JLA: Age of Wonder
SteamPunk, that grand segment
of science fiction that briefly took over the world of publishing.
Remember I said briefly, with books like Gibson and Sterling's
The Difference Engine and movies like Wild Wild
West, SteamPunk made a large impact on the world before
fans started to tire of it and move along.
Comics have seen their fair share as
well, with The League of Extraordinary Gentlemen
and Girl Genius both making fine statements in the
genre. The Elseworlds miniseries JLA: Age of Wonder
is a fine example of a universe where science advanced in
a few spots, but stayed very much the same in others, particularly
the society. The miniseries, which just concluded with issue
two, may be the best Elseworlds in years, reminding me of
the grand old days of Gotham by Gaslight.
The first issue story that Adisakdi
Tantimedh writes is a sweet mix of classic heroes, such
as Superman, Starman, The Flash, and Green Lantern, the
classic villain, Lex Luthor, and a few real individuals
like Nicolai Tesla. The story leans heavily on the often
ignored concepts that Tesla had been dropping for years
in the late 1800s, and the tales of the creation of the
While these tend to be a little too
convenient, they are important to the establishment of the
world and characters. Once the story begins moving, we see
the rise of Luthor as a villain, the rise of electricity
in the world, the conning of one of our heroes, and some
very well done romance.
Elseworlds comics must be an artist's
dream, as Galen Showman obviously has great fun drawing
the buildings and devices that live in the world. The first
issue was great, and perhaps my favorite bit of reading
so far this year.
Issue two suffered the same problem
that many team comics face: they expand the team and shred
the focus. The originals return, supplemented by Batman,
Wonder Woman, Plastic Man (Hell Yeah!!!) and The Atom.

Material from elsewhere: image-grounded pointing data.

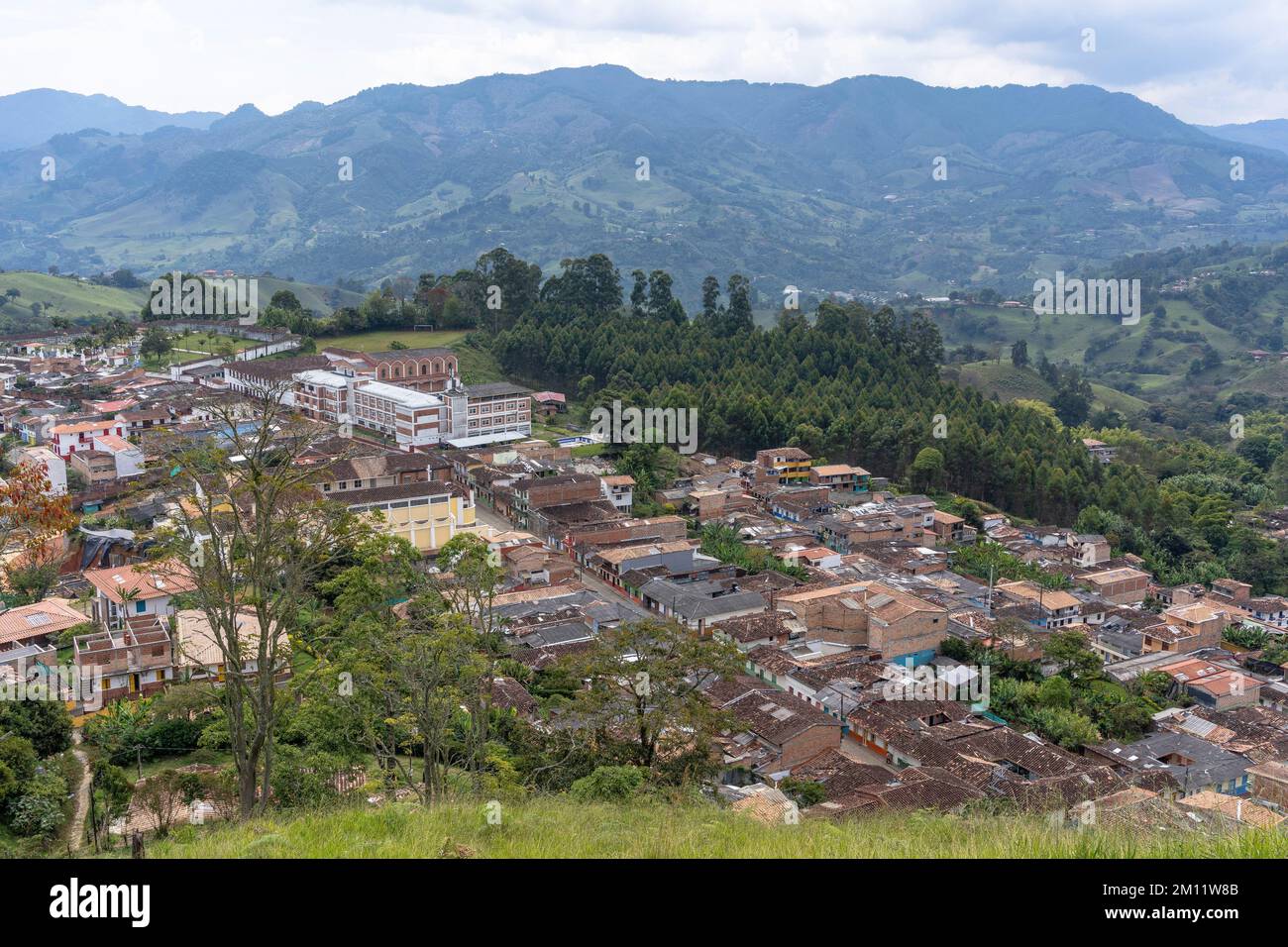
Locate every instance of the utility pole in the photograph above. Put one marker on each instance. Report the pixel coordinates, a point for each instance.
(93, 812)
(990, 607)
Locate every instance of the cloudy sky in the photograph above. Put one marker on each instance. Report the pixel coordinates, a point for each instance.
(1205, 62)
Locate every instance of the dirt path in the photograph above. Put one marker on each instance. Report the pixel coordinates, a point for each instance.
(76, 830)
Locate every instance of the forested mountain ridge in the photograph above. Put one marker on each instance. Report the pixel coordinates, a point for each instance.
(827, 188)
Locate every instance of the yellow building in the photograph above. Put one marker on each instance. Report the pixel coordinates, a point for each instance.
(790, 464)
(426, 514)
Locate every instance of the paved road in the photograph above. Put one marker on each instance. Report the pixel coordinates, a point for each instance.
(488, 517)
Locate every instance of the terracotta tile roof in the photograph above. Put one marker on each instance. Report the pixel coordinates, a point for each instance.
(37, 620)
(151, 579)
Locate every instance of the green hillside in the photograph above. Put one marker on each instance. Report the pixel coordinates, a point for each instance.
(64, 295)
(321, 299)
(78, 300)
(1010, 384)
(809, 185)
(565, 828)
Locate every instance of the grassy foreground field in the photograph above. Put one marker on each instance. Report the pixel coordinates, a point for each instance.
(565, 828)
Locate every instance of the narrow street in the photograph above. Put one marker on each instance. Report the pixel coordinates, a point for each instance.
(76, 830)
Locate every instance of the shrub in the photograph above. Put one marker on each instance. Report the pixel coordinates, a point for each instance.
(608, 784)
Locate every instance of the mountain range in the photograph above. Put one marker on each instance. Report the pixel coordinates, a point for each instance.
(870, 183)
(1269, 133)
(37, 115)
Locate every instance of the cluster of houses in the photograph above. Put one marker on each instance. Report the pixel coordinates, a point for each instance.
(836, 663)
(846, 682)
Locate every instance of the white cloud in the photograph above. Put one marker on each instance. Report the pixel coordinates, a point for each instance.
(1202, 62)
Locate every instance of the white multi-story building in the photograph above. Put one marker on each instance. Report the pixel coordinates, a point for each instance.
(464, 416)
(413, 419)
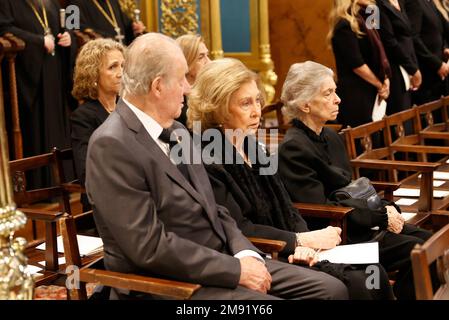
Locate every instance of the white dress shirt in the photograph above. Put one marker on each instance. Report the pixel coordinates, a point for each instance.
(154, 129)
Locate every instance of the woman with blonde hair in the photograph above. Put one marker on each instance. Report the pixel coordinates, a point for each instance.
(197, 56)
(97, 82)
(362, 66)
(226, 99)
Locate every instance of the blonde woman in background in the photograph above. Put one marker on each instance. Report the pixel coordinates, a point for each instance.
(197, 56)
(96, 85)
(362, 66)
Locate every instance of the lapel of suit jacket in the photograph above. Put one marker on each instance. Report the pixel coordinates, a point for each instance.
(396, 12)
(170, 169)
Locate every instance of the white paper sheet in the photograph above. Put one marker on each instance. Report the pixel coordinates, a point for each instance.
(438, 183)
(360, 253)
(409, 192)
(61, 260)
(408, 215)
(405, 202)
(406, 78)
(441, 175)
(87, 245)
(33, 269)
(379, 109)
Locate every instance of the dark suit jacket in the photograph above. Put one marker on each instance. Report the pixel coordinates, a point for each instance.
(84, 120)
(430, 30)
(91, 17)
(151, 220)
(396, 34)
(357, 95)
(313, 166)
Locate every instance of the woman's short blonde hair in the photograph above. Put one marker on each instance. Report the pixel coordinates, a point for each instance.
(301, 85)
(190, 45)
(87, 67)
(347, 10)
(210, 96)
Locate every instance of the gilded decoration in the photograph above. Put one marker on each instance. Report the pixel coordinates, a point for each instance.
(129, 7)
(179, 17)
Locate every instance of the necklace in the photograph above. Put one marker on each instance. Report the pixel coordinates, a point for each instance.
(44, 22)
(111, 19)
(109, 110)
(395, 4)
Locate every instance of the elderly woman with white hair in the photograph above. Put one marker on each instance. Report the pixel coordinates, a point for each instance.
(313, 164)
(227, 99)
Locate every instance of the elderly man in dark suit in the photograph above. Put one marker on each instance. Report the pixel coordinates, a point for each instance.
(154, 220)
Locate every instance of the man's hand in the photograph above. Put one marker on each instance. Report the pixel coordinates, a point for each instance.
(395, 220)
(49, 43)
(138, 28)
(254, 275)
(443, 71)
(321, 239)
(304, 255)
(415, 80)
(64, 39)
(384, 91)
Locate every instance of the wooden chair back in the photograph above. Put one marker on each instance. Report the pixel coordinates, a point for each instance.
(87, 273)
(43, 222)
(368, 148)
(17, 45)
(433, 118)
(435, 249)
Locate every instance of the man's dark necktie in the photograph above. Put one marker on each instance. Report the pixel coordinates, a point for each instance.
(165, 137)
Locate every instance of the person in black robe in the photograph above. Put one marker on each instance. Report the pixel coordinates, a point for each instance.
(226, 93)
(396, 35)
(362, 67)
(104, 22)
(430, 32)
(43, 72)
(313, 164)
(97, 77)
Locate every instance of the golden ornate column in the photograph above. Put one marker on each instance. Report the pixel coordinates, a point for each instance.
(267, 74)
(179, 17)
(216, 46)
(15, 282)
(128, 7)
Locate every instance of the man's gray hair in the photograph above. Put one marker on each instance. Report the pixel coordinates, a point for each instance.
(302, 83)
(148, 57)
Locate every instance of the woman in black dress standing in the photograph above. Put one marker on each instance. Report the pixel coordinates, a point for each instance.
(396, 35)
(97, 82)
(362, 66)
(43, 76)
(430, 36)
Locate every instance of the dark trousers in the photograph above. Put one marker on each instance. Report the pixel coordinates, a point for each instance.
(394, 253)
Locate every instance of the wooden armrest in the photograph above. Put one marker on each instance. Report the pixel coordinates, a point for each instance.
(179, 290)
(73, 187)
(419, 148)
(40, 214)
(268, 245)
(386, 186)
(393, 164)
(322, 210)
(434, 135)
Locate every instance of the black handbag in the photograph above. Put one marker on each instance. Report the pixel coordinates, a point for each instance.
(359, 189)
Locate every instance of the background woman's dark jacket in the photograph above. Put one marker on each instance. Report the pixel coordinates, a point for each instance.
(312, 166)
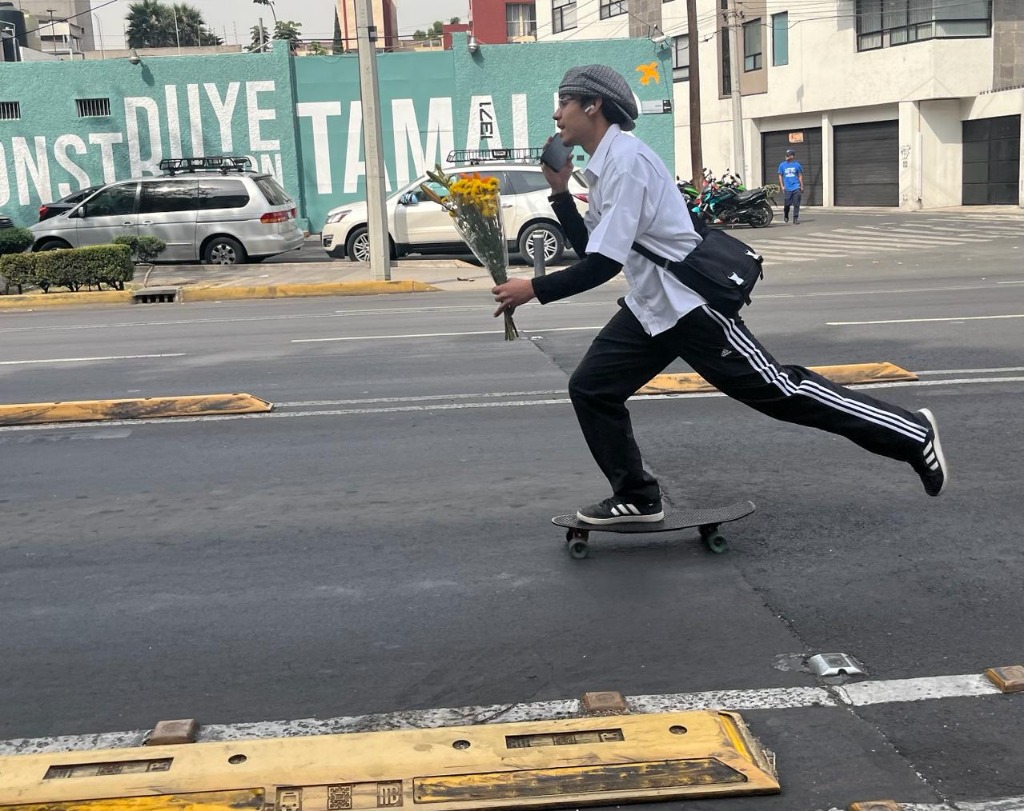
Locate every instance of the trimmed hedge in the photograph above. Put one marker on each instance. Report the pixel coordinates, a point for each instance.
(73, 268)
(14, 240)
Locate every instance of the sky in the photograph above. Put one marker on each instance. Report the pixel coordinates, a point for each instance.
(231, 19)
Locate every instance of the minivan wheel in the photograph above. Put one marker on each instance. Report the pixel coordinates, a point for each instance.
(223, 250)
(554, 243)
(53, 245)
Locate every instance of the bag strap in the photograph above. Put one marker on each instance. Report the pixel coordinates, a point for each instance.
(660, 261)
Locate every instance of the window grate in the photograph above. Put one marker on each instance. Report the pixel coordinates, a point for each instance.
(93, 108)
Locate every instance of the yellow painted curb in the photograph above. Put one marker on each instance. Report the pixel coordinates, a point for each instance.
(848, 375)
(64, 299)
(535, 764)
(296, 291)
(189, 293)
(147, 408)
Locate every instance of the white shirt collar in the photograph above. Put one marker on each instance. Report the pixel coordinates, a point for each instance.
(596, 163)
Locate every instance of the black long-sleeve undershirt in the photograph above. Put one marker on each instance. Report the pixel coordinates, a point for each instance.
(591, 271)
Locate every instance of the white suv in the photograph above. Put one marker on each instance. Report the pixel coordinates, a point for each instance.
(211, 209)
(417, 224)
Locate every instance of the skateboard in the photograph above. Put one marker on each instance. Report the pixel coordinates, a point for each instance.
(707, 520)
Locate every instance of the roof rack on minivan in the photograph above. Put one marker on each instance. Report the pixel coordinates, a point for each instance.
(210, 163)
(522, 155)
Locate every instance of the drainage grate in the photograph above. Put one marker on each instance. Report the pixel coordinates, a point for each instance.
(155, 296)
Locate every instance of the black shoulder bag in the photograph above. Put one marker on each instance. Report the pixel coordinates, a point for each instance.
(722, 269)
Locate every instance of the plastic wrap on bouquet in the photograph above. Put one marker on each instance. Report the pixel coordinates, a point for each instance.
(475, 205)
(489, 248)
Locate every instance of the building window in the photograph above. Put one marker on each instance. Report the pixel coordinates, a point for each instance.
(726, 67)
(681, 58)
(613, 8)
(562, 15)
(520, 20)
(780, 38)
(752, 45)
(93, 108)
(882, 24)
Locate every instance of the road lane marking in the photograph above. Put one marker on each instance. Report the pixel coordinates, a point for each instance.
(435, 335)
(459, 406)
(855, 694)
(924, 321)
(89, 359)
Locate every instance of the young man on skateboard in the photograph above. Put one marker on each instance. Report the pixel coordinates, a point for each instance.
(634, 199)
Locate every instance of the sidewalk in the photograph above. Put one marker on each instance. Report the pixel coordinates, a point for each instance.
(444, 274)
(276, 280)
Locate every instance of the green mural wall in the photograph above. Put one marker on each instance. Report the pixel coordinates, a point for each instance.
(298, 118)
(162, 108)
(432, 103)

These heroes are good, but the book
doesn't hold together as well as the first. The issue of
WWI and the heroes at first trying to stay out of it before
finally being pulled in is an excellent take on the US's
stance in the same war. The book brings a certain sorrow
with it, as the fact that invention leads to violence and
betrayal is laid at our feet in heavy layers. The art is
still fantastic, and the rewrite of history at the end is
a nice nod to research.
JLA: Age of Wonder isn't on
the level of Kingdom Come, but is certainly up there
with many of the classics. I would love to see more done
with this world, but as the follow-ups to Gotham by Gaslight
proved, it's not an easy task. Folks who enjoy H.G. Wells,
Jules Verne, or Motter's Terminal City will definitely
enjoy the two books, and most folks will find the take on
the World's Greatest Heroes to be refreshing.
All in all, a fun book, that
starts strong, lags a little on the finish, but brings SteamPunk
very much into light after a long decline.